The Meaning of Ambedkar

Eleanor Zelliot, Carleton College

In the past few years, Dr. B. R. (Babasaheb) Ambedkar has become a figure better known in wider areas of India than during his own lifetime (1891–1956). In Tamilnadu, where he had little direct contact, his statue is placed on land reclaimed for Dalit owners. In Gujarat and Karnataka, damage to his image is cause for rioting. Clearly he is a symbol for many all over India. On the other hand, Ambedkar chairs have been established at a number of universities, and Ambedkar Institutes flourish in, among other places, Orissa. Scholars still argue about the comparative effectiveness of the views of Gandhi and Ambedkar on the eradication of untouchability; politicians come down hard on one side or the other. His works are reprinted in India and are being translated into French. Is symbol or substance more important? What does he now represent?


Dalit Art

Gary Tartakov, Iowa State University

One of the more distinctive aspects of the Indian art scene today is the presence of what is known as Dalit art, the art of the Oppressed. Sometimes taken to mean specifically those formerly called untouchables, Dalit is also used more generally to refer to all those at the bottom of the Indian social and economic order. In the world of India’s vernacular languages Dalit writing is recognized as the most fertile and distinctive movement since Independence. So it is not too surprising, from an esthetic point of view, to find that there are Dalit painters and printmakers.

The range of Dalit painting and the issues of such a class-based art, of the lowest classes produced in the media of the highest classes, can be seen in the work of five unique artists working around the country today: John Devaraj in Bangalore, Dilip Bade of Aurangabad, P. B. Ramteke of Nagpur, Tuka Jadav of Mumbai, and Savi Savarkar, a Delhi painter with an international reach.


A Crab in the Basket: The Reluctant Political Candidacy of a Camar Woman in Eastern Uttar Pradesh

Mathew N. Schmalz, University of Chicago

Drawing upon original ethnographic research, this paper examines the candidacy of "Veronica," a Christian woman from a scheduled caste, for the position of Block Chief (Pramukh) in a rural district of Eastern Uttar Pradesh in 1995–96. The paper diagrams Veronica’s negotiations with the political forces that attempt to co-opt or undermine her candidacy: the contending efforts of the Communist and Socialist Parties to win her allegiance through financial incentives and legal threats, and attempts by the dominant landowning caste, aligned with the Congress (I) party, to intimidate her into withdrawing from the campaign. The election itself takes place within the broader framework of the rise of schedule caste political power in Uttar Pradesh with the growing influence of the Bahujan Samaj Party. In reflecting upon Veronica’s candidacy and eventual defeat, the paper considers the contemporary context of Dalit political action and the social forces that define both caste and gender in North India.
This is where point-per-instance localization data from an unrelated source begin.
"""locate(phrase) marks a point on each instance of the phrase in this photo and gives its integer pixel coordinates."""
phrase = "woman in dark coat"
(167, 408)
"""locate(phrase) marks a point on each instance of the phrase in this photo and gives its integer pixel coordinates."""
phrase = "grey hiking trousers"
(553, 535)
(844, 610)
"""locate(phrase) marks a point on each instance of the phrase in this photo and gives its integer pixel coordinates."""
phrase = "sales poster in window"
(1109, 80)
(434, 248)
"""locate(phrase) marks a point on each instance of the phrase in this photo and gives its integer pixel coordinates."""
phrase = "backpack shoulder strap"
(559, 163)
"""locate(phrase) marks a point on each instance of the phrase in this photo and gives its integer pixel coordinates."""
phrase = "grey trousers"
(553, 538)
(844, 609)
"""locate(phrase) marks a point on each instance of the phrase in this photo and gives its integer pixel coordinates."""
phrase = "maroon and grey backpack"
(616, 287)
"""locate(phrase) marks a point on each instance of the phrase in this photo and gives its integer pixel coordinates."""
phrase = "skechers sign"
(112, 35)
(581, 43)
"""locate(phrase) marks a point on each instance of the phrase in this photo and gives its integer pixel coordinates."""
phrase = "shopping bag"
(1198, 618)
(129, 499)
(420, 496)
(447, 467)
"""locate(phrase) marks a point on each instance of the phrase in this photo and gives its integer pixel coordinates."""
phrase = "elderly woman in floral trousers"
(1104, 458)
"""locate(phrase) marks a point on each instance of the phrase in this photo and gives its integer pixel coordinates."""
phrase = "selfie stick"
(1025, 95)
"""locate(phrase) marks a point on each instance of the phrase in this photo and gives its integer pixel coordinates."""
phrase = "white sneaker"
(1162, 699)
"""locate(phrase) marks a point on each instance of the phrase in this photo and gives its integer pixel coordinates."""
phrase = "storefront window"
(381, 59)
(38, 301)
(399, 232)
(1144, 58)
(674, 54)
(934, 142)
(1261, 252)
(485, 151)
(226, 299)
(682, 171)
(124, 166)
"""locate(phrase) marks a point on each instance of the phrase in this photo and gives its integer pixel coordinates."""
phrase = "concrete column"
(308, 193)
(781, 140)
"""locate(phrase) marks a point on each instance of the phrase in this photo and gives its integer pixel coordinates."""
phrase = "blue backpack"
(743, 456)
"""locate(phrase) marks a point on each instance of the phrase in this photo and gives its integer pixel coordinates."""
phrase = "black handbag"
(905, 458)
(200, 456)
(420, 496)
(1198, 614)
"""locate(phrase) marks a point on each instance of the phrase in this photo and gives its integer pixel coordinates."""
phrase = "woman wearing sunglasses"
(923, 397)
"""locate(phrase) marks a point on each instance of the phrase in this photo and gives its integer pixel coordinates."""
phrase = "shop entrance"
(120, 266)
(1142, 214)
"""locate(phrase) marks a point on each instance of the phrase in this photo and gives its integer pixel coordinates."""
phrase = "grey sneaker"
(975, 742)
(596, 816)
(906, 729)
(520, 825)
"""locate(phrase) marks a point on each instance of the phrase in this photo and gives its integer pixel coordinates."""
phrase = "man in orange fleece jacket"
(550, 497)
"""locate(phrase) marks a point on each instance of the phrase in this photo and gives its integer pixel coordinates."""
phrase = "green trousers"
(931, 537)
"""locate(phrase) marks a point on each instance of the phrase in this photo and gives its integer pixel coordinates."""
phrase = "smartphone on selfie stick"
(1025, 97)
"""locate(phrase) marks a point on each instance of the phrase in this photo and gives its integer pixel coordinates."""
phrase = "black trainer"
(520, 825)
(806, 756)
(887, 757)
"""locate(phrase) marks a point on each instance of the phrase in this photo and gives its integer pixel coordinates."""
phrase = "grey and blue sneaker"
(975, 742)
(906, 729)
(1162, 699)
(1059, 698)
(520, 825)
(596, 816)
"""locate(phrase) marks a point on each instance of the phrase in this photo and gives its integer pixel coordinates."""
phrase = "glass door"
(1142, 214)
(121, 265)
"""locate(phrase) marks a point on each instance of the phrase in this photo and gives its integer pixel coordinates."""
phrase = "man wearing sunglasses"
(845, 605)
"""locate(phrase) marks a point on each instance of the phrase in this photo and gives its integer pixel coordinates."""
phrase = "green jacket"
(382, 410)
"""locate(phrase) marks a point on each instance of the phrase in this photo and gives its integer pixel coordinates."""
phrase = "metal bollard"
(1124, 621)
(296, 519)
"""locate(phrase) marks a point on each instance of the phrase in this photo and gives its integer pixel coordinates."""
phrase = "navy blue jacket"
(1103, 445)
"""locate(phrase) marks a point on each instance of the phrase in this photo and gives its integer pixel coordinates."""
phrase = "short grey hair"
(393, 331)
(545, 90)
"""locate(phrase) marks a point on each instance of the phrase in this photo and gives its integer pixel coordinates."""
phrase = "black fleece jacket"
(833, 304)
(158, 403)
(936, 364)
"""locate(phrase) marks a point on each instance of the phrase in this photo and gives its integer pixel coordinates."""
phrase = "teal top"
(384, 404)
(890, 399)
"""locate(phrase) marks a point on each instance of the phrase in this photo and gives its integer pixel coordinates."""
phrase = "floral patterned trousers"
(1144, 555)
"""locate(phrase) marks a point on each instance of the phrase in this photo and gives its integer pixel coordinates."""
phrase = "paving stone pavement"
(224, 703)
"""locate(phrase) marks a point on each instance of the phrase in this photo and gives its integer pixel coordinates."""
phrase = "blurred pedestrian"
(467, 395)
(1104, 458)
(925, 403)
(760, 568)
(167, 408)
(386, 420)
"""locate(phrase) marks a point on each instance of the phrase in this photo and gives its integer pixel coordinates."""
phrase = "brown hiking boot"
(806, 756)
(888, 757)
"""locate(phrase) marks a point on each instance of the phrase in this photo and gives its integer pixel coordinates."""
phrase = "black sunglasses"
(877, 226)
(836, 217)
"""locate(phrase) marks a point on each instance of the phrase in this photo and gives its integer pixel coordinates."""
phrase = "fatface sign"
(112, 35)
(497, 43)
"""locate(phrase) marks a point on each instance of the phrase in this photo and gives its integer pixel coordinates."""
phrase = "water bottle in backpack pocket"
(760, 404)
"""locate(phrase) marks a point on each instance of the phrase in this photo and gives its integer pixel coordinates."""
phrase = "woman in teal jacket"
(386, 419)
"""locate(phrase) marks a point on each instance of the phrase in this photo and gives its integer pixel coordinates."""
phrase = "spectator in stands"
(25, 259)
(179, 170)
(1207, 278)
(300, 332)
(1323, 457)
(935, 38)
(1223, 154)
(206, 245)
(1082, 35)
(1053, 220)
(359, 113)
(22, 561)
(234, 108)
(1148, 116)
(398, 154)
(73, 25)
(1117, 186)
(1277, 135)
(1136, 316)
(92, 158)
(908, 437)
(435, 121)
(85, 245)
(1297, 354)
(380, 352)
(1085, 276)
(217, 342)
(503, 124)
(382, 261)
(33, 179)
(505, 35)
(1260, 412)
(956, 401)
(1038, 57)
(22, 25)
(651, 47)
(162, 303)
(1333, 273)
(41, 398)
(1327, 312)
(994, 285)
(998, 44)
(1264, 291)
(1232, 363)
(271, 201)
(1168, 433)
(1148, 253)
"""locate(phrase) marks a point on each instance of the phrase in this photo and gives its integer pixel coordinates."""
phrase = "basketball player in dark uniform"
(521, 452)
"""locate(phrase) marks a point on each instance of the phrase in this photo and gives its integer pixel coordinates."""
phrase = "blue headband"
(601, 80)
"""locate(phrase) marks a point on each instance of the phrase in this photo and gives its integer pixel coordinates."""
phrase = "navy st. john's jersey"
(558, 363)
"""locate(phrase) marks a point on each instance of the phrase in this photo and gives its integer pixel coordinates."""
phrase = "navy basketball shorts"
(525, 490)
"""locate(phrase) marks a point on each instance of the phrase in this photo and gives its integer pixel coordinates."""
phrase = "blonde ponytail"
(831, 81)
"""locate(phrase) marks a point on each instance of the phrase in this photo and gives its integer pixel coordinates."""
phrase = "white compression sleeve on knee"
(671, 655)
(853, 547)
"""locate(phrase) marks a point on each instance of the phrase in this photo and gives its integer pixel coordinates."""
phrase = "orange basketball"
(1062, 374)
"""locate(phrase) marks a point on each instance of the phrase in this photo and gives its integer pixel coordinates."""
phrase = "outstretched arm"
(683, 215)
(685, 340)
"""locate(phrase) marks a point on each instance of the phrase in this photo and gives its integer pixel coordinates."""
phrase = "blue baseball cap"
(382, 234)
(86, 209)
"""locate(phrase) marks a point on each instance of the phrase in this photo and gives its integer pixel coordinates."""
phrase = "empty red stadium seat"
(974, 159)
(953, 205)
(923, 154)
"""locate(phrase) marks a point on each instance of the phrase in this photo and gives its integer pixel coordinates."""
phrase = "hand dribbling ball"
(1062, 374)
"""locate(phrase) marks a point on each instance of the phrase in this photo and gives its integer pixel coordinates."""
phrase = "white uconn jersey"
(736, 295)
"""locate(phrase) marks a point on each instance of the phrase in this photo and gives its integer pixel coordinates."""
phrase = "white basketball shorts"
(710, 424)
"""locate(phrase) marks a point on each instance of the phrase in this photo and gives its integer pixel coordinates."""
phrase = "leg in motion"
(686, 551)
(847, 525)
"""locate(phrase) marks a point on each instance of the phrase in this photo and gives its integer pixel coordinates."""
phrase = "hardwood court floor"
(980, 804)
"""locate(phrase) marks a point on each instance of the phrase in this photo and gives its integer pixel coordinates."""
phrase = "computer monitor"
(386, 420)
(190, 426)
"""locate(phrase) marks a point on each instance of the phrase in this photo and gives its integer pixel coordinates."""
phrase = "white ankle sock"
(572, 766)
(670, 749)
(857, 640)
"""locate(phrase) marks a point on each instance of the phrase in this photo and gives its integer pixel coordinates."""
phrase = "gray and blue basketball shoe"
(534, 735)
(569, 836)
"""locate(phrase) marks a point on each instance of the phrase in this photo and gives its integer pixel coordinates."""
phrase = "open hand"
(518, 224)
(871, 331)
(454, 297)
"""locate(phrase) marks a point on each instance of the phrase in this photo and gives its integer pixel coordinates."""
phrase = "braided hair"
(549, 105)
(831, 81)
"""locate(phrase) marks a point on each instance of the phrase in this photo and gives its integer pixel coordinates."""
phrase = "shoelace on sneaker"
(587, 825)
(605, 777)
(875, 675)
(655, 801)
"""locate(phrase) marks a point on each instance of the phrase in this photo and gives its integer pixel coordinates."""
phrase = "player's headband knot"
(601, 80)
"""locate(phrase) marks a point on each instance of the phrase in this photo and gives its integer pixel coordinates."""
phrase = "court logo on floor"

Complexities in the Emergence of the Modern Maharashtrian Woman: The Fiction of a Dalit Writer

Veena Deo, Hamline University

The best known Dalit woman prose writer, Urmilla Pawar, has two volumes of short stories, a historical study on women in Ambedkar’s movement, and a travel narrative to her credit. As a feminist and a modern woman living and working in Bombay, her voice has been significant in exploring the inner yearnings of Maharashtrian women and the vagaries of social practices and the circumstances that shape their lives.

This paper focuses on this emergent Dalit voice which negotiates odd spaces where gender, caste/class intersect in the context of the modern urban setting for the persona of the modern working woman. In the process of this emergence, what becomes clear is that this voice occupies a space that is often contradictory, conflicting, anxiety provoking, complex but also courageous in defining the parameters of this space.